-
Type: Improvement
-
Resolution: Unresolved
-
Priority: Minor - P4
-
None
-
Affects Version/s: None
-
Component/s: Replication
-
None
-
Replication
The only secondary in a three member PSA replica set mistakenly has a priority of zero. The secondary is not lagging and is completely caught up.
When trying to step down the Primary, the command fails as follows:
In 3.0.9
test> rs.stepDown() { "ok" : 0, "errmsg" : "No electable secondaries caught up as of 2016-03-06T07:32:04.336+0200", "code" : 50 }
In 3.2.3
test> rs.stepDown() { "ok" : 0, "errmsg" : "No electable secondaries caught up as of 2016-03-06T09:24:08.753+0200. Please use {force: true} to force node to step down.", "code" : 50 }
The "caught up as of" clause in the errmsg is confusing as the user is led to believe the reason the primary cannot step down is due to a lagging secondary.
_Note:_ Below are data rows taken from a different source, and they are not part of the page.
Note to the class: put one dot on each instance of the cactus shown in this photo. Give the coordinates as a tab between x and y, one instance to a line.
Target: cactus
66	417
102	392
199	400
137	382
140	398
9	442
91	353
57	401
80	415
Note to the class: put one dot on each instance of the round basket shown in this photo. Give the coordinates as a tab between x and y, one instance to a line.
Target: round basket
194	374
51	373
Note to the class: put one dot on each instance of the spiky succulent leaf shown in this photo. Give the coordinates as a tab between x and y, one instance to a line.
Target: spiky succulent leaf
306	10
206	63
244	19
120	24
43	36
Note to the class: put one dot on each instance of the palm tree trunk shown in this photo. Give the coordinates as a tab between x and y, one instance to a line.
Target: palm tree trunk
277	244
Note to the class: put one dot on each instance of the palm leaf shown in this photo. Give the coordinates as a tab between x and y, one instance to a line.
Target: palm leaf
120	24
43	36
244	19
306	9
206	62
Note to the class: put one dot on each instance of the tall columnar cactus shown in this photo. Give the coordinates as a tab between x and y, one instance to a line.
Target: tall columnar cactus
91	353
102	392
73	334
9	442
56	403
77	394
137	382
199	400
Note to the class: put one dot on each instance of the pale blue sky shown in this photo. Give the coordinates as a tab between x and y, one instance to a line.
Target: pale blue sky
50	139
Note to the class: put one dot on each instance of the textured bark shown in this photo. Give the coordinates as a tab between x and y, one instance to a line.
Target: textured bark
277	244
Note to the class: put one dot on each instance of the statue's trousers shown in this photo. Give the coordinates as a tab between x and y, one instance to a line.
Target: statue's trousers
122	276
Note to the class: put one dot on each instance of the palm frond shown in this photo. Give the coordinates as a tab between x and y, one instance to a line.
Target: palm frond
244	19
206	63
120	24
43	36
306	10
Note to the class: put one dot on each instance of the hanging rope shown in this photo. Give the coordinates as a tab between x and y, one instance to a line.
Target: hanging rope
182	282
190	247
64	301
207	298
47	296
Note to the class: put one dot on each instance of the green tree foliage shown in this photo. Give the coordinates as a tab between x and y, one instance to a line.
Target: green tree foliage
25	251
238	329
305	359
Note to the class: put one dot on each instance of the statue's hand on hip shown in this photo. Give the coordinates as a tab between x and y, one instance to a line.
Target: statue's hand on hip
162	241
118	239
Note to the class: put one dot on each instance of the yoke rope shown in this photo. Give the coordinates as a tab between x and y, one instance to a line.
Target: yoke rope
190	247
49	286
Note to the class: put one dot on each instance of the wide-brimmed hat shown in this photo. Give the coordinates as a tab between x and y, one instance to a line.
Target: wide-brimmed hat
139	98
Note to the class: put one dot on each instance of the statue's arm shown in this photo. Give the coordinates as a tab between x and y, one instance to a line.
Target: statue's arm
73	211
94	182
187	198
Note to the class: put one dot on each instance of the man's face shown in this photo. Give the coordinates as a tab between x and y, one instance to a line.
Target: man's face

The causes the user to pointlessly check and recheck rs.printreplicationinfo() and rs.printSlaveReplicationInfo() to verify there is not any lag.
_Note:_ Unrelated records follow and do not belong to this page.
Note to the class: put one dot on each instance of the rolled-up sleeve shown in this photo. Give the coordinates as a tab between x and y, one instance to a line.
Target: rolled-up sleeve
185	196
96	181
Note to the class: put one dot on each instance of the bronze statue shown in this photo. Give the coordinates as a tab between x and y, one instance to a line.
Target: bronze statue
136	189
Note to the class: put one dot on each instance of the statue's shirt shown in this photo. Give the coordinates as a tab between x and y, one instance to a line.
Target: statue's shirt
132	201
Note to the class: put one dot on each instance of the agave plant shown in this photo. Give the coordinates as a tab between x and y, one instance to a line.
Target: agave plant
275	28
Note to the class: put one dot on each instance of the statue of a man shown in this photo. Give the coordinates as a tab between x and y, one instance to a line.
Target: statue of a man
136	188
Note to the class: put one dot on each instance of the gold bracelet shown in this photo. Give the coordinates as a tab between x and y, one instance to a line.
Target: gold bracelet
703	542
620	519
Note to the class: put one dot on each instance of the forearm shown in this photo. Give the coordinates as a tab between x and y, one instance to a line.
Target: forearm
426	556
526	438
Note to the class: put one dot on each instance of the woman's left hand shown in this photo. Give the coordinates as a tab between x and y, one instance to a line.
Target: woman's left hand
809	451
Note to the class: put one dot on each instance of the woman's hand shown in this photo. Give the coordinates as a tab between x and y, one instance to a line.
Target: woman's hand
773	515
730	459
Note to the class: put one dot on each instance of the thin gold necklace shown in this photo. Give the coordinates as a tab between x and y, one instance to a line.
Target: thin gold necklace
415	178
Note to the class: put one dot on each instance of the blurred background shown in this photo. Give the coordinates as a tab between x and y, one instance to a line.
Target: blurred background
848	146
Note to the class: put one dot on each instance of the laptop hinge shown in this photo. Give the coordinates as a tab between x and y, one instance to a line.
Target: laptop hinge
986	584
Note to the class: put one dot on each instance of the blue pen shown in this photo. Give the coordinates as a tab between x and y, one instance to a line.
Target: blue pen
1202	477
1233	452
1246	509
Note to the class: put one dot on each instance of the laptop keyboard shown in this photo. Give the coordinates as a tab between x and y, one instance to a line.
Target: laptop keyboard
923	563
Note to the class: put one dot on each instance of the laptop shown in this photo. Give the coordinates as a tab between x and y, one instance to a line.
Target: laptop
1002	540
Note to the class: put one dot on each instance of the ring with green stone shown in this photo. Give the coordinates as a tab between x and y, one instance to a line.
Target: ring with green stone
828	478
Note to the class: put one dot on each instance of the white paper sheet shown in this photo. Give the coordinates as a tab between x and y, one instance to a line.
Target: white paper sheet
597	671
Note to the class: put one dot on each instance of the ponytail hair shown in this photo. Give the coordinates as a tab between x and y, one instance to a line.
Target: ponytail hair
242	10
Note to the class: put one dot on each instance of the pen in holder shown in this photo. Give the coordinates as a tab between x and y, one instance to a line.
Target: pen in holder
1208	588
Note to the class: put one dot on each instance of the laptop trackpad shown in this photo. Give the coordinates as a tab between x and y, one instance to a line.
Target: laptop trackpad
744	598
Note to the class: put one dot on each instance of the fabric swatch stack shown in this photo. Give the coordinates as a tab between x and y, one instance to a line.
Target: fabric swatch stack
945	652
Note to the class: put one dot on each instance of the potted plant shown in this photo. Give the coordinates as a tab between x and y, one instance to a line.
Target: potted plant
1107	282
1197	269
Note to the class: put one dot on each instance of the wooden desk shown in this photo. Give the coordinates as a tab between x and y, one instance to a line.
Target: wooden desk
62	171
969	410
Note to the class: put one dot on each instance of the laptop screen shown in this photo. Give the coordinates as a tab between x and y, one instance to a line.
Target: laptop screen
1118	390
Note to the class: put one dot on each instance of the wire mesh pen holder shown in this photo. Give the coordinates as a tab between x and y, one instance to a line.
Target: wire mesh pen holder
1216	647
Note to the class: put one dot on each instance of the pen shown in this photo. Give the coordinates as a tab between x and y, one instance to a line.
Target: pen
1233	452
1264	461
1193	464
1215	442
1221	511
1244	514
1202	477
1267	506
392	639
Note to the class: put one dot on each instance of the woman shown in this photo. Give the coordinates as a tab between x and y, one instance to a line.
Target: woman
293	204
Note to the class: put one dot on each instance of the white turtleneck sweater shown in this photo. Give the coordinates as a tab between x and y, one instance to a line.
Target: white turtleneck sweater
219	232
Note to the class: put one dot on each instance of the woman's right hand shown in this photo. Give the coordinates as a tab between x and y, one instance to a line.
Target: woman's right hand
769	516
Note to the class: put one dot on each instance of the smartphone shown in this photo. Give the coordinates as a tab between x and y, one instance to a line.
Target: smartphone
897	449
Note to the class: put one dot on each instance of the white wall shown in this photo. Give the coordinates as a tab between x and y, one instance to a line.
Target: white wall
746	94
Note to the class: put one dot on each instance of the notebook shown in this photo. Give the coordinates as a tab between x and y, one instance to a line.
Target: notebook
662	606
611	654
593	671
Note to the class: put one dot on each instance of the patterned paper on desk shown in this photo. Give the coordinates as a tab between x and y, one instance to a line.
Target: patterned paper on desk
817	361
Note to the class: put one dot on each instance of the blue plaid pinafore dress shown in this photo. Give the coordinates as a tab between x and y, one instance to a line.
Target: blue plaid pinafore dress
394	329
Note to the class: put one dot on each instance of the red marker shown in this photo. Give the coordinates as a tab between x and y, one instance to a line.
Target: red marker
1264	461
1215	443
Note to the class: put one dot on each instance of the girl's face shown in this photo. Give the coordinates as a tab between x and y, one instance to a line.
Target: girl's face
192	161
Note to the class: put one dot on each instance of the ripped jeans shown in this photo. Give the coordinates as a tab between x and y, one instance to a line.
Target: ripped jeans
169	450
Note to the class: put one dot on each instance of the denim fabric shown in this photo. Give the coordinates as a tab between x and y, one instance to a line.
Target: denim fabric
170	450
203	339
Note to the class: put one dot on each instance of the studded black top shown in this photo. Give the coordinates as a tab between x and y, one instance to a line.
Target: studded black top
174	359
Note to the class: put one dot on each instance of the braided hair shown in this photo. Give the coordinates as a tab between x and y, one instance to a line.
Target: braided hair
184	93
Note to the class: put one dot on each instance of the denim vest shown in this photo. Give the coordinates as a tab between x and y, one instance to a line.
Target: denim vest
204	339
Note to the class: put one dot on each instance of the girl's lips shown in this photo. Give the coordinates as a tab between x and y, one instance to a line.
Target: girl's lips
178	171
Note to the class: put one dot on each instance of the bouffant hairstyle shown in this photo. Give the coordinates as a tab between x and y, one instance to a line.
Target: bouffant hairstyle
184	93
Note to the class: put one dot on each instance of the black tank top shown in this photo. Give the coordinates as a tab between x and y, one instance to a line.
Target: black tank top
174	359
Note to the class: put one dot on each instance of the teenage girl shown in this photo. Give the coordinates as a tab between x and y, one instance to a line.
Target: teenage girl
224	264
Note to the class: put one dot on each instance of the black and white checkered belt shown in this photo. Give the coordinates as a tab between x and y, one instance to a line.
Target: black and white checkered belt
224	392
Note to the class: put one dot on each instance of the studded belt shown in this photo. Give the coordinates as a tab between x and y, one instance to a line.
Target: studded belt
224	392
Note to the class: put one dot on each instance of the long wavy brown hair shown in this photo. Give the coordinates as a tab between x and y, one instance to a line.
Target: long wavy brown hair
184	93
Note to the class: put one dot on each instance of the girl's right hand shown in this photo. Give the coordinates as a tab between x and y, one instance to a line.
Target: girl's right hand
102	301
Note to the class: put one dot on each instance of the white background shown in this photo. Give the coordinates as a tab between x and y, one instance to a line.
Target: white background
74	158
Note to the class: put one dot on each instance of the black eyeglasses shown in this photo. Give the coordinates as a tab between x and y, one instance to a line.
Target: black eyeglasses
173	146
In this case where there are no secondaries that are electable, the errmsg would be more helpful if it just said "No electable secondaries". In this case, the clause "caught up as of" could be skipped.
The streamlined error message would correctly prod the user to check the rs.conf(), looking for why the secondary is unelectable, instead of pointlessly checking lag times.
Thanks